Dora éclate de rire et comme d’habitude, quand elle rit, plusieurs tables se retournent :

- Mais non ! S’exclame-t-elle ; c’est l’inverse ! C’est parce qu’il est ébloui par la beauté ou le relevé de banque que l’amour devient aveugle !

 

Elle a toujours raison. J’ai beau essayé de la prendre en défaut, en vain ! Elle a une réponse pour tout. Néanmoins, je continue :

- Dans ce cas, comment font les aveugles pour aimer ?

- Eux c’est diffèrent, ils voient avec leurs mains !

Cette fois, je n’ai plus rien à rétorquer.

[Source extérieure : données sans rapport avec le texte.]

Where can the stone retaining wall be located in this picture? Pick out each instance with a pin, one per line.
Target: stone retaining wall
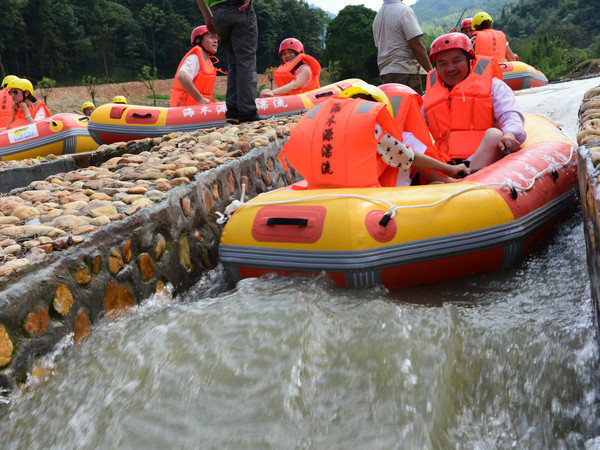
(126, 261)
(588, 164)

C’est le seul côté agaçant que je lui connais, celui d’avoir sans cesse le dernier mot.

- Vous aimez toujours Laure, n’est-ce pas, reprend-elle.

- Oui, plus que jamais !

- Alors comment pouvez-vous la laisser épouser un homme qui vous est inférieur ?

- Je ne sais pas faire bouger les choses. Et puis Laure le préfère à moi, que voulez-vous que j’y fasse ?

- Mais la faire changer d’avis, pardi ! Tonne-t-elle. … Le choix du conjoint engage toute la vie, ça mérite qu’on s’y attarde et qu’on fasse des efforts.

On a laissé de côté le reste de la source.